L’Orb ha appena subito un restyling “smart”: meno parti (ben il 30% in meno), più economico, e ora dotato di Nvidia Jetson, un chip pensato per robotica e AI. Già da questo si capisce che non si tratta di un banale scanner, ma di una macchina intelligente che, più che limitarsi a vedere la tua iride, ragiona su di essa, riconoscendo dettagli che — presumibilmente — non possono essere falsificati. Rich Heley, chief device officer di Tools for Humanity, la fondazione che sta dietro al progetto, ha fatto il suo annuncio al solito evento ricco di hype: per raggiungere il sogno quasi utopico di “dare accesso a ogni umano sulla Terra,” serve una quantità industriale di Orb. Parliamo di migliaia di volte più dispositivi di quelli attuali, sparsi ovunque, in ogni angolo del mondo.
Non è fantascienza: hanno addirittura ideato un servizio chiamato “Orb on Demand,” che sembra più una trovata di marketing che un vero prodotto. L’idea è semplice e ambiziosa — o inquietante, a seconda dei punti di vista: poter ordinare a casa tua una sfera scanner, tipo pizza o spesa online, per iniziare a “verificare umani unici” nella propria comunità. Qualcosa che fino a qualche anno fa sembrava pura distopia ora è servito su un piatto d’argento a chi si preoccupa di sicurezza e identità digitale in un’epoca dove il deepfake e i bot sono il pane quotidiano.
World sta espandendo la sua presenza globale, portando il dispositivo in paesi che vanno da Costa Rica, Brasile, Indonesia, Australia, Emirati Arabi a Marocco, con un occhio attento al lancio delle sue criptovalute associate, il token WLD. Peccato che in paesi chiave come gli Stati Uniti il token non sia ancora disponibile — dettaglio non da poco se si considera il progetto come una sorta di sistema universale di reddito di base (UBI) digitale legato all’identità umana.
Ad oggi, sono stati verificati quasi 7 milioni di “umani unici,” un numero notevole ma ancora lontano dall’ambizione globale che si sono prefissati.

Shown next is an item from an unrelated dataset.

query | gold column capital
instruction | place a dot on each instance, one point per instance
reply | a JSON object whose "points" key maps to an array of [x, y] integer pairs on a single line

E proprio qui entra in gioco l’ombra lunga delle questioni privacy, che hanno già fatto vacillare il progetto. L’anno scorso il Kenya ha sospeso temporaneamente World per indagare sulle pratiche di raccolta dati biometrici; Hong Kong ha intimato di cessare le operazioni per rischi legati alla privacy, mentre anche Portogallo e Spagna hanno mosso le proprie riserve contro questo database biometrico privato che suona come una minaccia per chiunque sia sensibile alla sorveglianza digitale.
Ma la domanda che nessuno sembra porsi davvero è questa: in un mondo dove l’intelligenza artificiale potrebbe presto generare qualsiasi tipo di contenuto, avatar e perfino identità digitali perfettamente credibili, ha senso costruire un sistema globale di autenticazione umana basato su un hardware proprietario? E soprattutto, quanto siamo disposti a consegnare della nostra privacy e delle nostre impronte biometriche a un progetto privato che pretende di diventare il registro ufficiale dell’umanità online?
Se il futuro sarà quello che World immagina, dovremo preparaci a un mondo dove per provare di essere umani non basterà più un selfie o un CAPTCHA, ma un controllo irideo — consegnato, ovviamente, a chi detiene la tecnologia e la chiave di accesso. È la promessa di una rivoluzione digitale o l’ennesima cessione di sovranità personale mascherata da innovazione tecnologica? La risposta potrebbe segnare il confine tra libertà digitale e controllo totale.